Pero ella me ha prometido, cuando yo muera, un albergue bajo su palacio personal en un claro del bosque, donde crezcan gencianas y alhelíes, y en ocasiones podamos encontrarnos. «
Tenía, pues, la llave a una desconocida TIERRA SECRETA.
Descalza penetré en el espacio cuajado de fragancias: rosas, azahares, madreselvas, tulipanes, jazmines, girasoles, lavandas. Y sabores: fresas, granadas, naranjas. En aquella tierra había además acacias, trigales, líquenes…
Descalza y cegada por una luz centelleante. O descalza y clandestina cómplice de la sombra.
Nada pregunté a Teresa sobre la gestación de estos versos. Sólo imaginé y bebí sustancias de una fuente misteriosa.
En el corazón de Teresa descubrí el verano, bajo una sombrilla, sobre blancas arenas, a la orilla de un mar permanentemente renovado. Las olas eran bancales de espuma perfumada y la sensualidad de inefables instantes se derramaba por la piel. Sin embargo, intuí que había llorado. Y descubrí que sus lágrimas hicieron crecer el césped.
Ahondé en este herbal de versos e imaginé a Teresa sentada frente a un cuaderno, en una galería encristalada. Los vidrios son verdes y azules de distinta gama. Las últimas luces de la tarde penetran con intensidad y acarician las numerosas plantas que adorman el recinto. Teresa viste una túnica de color naranja. Toda ella está llena de sol, como el universo vegetal que la acompaña.
En su cuaderno están registradas señales sobre batallas íntimas, y sobre otras guerras que la humanidad se inflige desconsiderada. Entre unas y otras contiendas, Teresa proyecta pequeñas flechas rojas en todas las direcciones posibles. Una de las flechas, elocuente, indica que donde hay un pájaro crece el trigo, se hornea el pan y vive un pueblo. En ese pueblo el viento está enamorado y promete la luz. La luz.

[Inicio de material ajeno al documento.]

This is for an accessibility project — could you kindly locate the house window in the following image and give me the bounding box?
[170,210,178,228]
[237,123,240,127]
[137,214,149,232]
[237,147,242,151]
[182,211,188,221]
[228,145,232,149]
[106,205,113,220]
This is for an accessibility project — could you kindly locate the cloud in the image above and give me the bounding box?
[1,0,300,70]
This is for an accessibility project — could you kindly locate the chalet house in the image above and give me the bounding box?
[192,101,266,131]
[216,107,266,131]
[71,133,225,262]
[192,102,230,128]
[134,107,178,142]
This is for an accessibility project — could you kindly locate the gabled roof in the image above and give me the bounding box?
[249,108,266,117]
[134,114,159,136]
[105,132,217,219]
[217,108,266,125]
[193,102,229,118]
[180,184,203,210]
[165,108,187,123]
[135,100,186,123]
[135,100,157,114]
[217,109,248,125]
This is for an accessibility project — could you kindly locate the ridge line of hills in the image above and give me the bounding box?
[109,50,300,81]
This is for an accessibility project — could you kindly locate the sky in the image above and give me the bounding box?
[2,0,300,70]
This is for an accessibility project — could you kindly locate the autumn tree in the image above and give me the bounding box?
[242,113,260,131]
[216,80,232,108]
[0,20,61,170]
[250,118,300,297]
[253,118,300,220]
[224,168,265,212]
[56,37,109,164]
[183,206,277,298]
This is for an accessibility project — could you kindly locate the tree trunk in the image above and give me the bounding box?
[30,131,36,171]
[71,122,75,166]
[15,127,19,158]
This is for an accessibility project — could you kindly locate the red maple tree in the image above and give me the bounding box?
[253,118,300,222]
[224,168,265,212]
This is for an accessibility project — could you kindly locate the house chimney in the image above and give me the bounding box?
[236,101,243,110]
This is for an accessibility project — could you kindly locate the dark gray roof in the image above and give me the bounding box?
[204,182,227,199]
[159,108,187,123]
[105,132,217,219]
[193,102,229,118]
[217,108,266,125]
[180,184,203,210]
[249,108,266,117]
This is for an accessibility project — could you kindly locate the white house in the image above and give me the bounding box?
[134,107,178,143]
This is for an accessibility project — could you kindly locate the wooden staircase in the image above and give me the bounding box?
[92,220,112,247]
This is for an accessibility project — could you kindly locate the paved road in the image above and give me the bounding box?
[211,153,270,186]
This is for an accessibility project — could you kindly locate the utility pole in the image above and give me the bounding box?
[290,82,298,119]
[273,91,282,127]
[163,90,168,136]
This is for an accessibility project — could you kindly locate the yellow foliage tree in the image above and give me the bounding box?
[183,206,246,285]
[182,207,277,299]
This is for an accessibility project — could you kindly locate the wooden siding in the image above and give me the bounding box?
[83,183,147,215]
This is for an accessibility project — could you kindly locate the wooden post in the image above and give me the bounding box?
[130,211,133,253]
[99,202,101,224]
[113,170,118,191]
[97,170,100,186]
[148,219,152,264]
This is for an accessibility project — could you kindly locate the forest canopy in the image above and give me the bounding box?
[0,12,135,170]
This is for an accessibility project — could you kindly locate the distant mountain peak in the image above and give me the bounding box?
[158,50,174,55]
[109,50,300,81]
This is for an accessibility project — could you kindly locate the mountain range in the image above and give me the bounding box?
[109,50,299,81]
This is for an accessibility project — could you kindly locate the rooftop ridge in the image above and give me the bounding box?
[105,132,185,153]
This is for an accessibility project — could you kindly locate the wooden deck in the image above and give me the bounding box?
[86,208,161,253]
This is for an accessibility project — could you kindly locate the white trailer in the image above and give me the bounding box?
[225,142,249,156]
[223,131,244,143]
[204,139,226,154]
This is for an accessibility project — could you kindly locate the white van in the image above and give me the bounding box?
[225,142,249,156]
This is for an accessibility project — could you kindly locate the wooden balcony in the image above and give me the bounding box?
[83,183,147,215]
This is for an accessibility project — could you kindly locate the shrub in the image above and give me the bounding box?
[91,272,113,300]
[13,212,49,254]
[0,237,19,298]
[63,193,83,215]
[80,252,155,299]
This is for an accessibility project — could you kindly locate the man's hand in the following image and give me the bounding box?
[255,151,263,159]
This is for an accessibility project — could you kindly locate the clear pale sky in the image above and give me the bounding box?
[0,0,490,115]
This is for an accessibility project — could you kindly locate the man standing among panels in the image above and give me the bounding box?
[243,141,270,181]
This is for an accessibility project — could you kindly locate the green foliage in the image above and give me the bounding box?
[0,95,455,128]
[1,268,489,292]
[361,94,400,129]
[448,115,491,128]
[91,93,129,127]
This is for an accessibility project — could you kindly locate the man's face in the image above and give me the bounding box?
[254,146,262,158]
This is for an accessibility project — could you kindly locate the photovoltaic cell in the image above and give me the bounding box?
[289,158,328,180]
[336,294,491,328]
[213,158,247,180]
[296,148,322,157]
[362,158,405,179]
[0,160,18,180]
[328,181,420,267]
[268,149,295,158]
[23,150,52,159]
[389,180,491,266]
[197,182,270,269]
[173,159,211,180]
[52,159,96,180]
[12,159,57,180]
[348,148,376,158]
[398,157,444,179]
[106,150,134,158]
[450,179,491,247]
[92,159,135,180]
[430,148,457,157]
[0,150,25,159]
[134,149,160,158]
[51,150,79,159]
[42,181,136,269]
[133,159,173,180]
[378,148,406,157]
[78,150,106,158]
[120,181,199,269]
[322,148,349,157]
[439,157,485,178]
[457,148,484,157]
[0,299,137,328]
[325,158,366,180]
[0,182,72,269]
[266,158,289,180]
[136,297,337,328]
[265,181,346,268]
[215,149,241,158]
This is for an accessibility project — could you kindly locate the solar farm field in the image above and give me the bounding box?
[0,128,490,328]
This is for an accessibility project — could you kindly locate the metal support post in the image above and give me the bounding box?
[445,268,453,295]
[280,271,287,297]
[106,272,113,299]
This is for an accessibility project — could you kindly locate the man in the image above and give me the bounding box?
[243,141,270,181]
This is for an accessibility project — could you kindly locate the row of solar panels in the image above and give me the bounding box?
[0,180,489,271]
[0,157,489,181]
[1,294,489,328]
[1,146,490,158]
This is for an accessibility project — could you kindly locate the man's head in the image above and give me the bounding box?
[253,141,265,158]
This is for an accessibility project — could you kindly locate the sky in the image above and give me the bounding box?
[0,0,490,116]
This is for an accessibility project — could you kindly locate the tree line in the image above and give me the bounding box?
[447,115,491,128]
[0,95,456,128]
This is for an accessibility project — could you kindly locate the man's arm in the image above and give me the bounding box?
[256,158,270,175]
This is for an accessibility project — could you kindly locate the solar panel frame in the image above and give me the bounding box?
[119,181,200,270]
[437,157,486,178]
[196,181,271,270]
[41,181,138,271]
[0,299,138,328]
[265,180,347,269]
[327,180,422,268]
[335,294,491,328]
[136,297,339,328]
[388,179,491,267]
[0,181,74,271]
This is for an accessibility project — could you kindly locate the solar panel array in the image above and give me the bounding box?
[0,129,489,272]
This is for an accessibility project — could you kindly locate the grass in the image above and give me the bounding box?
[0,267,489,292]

El tiempo de la luz intuido por Teresa después de una noche sabia. En aquella noche, la escritora viajó a lomos de un caballo blanco y se alejó temporalmente de la dicha porque quería entrar en el lugar de los seres desdichados, en la cabaña de quienes sintieron que la soledad era su casa.
En aquel aposento, junto a otras y otros, aprendió a volar sin alas, a tejer la calma. Perdió el miedo. Los voraces, insaciables perros del deseo, la acecharon pero se alejaron al fin, ladrando, con las mandíbulas tensas y los dientes afilados.
El poeta palestino Mahmud Darwish le habló al oído y Teresa dejó caer en el cuaderno las lágrimas de una tierra consumida de amor.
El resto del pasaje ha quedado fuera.